Dossier
Salon du livre de Paris : le cap de la trentaine
Du beau monde
Cette année, le Salon du Livre de Paris, qui a débuté le 26 mars et s'est terminé le 31 mars, est sortie en « grande pompe ». Pour sa 30ème édition, 90 écrivains étaient conviés à participer à cette commémoration, et pas des moindres. Un charivari retentissant d’auteurs internationaux, du plus « classique » au plus controversé. On a retrouvé ainsi pêle-mêle : Paul Auster, qui a d’ores et déjà ses lettres de noblesses au sein du milieu universitaire ; Umberto Eco, spécialiste du roman historico-moyenâgeux ; ou encore la fascinante Amélie Nothomb, écrivain mitigé au parcours prolixe ; Frédéric Beigbéder, ancien publiciste, et écrivain contesté ; et Marie Ndiaye, dernière détentrice en titre du prestigieux Prix Goncourt a la langue affilée.
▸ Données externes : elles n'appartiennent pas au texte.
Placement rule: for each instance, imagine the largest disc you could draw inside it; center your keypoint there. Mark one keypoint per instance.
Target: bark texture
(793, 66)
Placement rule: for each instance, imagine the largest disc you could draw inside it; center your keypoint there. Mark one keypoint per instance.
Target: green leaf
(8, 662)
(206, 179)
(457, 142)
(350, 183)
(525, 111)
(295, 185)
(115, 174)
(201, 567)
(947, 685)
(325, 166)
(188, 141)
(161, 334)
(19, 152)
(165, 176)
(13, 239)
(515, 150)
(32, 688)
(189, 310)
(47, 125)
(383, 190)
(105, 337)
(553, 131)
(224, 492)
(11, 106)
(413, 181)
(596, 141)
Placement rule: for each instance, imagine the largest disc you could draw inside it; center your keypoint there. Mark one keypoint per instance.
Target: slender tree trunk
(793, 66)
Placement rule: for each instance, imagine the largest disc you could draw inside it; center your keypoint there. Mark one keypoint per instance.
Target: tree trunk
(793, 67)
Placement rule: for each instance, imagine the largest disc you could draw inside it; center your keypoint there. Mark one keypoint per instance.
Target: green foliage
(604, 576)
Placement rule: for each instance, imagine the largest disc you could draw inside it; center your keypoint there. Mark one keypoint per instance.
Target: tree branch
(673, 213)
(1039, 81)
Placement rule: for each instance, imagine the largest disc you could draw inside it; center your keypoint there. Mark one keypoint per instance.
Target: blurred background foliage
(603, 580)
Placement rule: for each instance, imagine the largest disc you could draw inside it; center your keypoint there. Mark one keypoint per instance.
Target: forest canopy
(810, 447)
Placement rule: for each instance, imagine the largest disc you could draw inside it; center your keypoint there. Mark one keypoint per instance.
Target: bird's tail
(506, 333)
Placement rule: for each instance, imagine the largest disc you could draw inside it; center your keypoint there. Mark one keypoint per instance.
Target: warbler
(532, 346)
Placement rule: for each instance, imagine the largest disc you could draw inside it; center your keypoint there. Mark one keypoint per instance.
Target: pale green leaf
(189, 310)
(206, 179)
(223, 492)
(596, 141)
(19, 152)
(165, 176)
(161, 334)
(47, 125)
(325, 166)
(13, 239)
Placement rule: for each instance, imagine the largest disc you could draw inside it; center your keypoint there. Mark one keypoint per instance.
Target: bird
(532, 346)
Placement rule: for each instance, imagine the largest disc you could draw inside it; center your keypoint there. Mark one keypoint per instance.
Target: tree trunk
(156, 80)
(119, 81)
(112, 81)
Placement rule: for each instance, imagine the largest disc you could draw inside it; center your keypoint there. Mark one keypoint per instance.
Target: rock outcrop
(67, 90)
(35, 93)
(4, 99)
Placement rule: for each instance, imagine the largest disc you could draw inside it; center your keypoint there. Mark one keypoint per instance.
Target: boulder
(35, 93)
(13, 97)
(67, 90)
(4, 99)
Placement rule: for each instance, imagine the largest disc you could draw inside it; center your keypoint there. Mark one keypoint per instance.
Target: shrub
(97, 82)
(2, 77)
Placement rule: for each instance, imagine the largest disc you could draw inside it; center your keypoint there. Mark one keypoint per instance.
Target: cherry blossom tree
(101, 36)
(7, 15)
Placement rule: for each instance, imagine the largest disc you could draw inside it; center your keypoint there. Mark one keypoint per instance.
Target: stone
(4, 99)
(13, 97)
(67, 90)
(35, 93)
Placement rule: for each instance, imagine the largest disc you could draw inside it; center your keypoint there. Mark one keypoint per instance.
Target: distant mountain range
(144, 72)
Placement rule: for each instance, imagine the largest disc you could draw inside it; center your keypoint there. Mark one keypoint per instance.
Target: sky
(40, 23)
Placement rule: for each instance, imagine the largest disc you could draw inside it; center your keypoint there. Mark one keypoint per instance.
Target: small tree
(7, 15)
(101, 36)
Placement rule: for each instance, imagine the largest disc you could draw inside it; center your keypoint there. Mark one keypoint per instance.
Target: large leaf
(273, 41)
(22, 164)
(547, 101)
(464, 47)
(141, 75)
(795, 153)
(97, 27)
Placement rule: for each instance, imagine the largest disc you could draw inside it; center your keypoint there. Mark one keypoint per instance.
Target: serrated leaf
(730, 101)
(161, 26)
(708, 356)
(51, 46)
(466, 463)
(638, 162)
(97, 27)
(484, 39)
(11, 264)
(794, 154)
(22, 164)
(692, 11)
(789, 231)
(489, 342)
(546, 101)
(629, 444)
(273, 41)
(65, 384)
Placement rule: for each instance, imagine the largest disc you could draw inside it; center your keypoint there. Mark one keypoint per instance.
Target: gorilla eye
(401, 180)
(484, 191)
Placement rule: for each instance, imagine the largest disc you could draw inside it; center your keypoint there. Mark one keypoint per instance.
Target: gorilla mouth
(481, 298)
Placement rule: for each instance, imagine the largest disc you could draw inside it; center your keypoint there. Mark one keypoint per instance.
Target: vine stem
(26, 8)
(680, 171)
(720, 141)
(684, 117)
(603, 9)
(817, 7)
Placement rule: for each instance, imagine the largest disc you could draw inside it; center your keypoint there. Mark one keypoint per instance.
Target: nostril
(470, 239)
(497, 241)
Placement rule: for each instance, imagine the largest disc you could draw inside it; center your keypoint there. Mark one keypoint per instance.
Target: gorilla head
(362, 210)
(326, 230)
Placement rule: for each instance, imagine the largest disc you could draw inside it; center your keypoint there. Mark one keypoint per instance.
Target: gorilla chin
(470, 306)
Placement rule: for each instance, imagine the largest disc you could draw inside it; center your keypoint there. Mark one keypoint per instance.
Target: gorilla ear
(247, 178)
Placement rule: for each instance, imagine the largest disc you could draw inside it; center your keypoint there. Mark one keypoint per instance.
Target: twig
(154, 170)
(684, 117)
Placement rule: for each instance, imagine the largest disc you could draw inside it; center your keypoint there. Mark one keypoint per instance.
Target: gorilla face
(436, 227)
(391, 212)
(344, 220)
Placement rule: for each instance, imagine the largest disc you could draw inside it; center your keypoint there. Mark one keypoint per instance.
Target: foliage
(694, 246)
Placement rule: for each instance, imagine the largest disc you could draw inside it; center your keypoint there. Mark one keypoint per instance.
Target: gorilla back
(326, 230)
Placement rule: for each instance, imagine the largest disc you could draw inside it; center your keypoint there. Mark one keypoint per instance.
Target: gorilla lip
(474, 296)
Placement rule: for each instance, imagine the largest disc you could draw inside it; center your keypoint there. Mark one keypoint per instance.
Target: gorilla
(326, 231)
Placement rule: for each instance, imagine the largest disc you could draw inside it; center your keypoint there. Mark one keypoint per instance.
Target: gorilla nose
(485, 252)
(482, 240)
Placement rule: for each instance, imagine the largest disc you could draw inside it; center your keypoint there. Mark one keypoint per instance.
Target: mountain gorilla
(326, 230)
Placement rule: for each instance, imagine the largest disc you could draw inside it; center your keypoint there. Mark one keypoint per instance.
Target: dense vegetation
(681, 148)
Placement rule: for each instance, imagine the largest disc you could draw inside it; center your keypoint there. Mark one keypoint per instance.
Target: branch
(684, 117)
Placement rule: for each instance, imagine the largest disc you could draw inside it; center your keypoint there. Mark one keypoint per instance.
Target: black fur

Une mixité qui a permis au Salon du Livre 2010 d’aborder tout en douceur des thèmes qui vont ponctuer cette année riche en célébrations : l’intégration, l’immigration, la diversité, etc. En somme, le monde dans tous ses états. Un panorama de la littérature internationale qui tombe à pic.
Extrait : Le périple de Baldassare d'Amin Maalouf
Christian Vermeersch - Radio Boomerang (2000)
Un multiculturalisme littéraire
Le salon
du livre a toujours été, et ce depuis sa création en 1981 par le Syndicat National de l’Edition, l’occasion de réunir sous le même toit, des écrivains, éditeurs et lecteurs de toutes nationalités. Habituellement dédié à un pays en particulier, pour ses 30 ans, le Salon du Livre avait décidé cette année de réunir plusieurs de ses auteurs fétiches, tous pays confondus. C’est ainsi que l’on a retrouvé dans la catégorie « auteurs étrangers » l’auteure sénégalaise Ken Bugul, de son vrai nom Mariétou Mabye Biléoma, aux côtés de sa compatriote Fatou Diome, qui, elle, s'est, quand à elle, retrouvée dans la catégorie « auteurs français », « la plus alsacienne des sénégalaise » dixit l’intéressée. Deux parcours différents et pourtant un objectif commun: dénoncer, grâce à l’écriture, les tumultes de la société sénégalaise et française. Une ambition, pour ce trentième salon du livre : dépeindre de manière presque exhaustive ce multiculturalisme littéraire dans son ensemble. Un écho à la journée du 21 mai 2010 dédiée à la diversité culturelle pour le dialogue et le développement, organisée par l’UNESCO.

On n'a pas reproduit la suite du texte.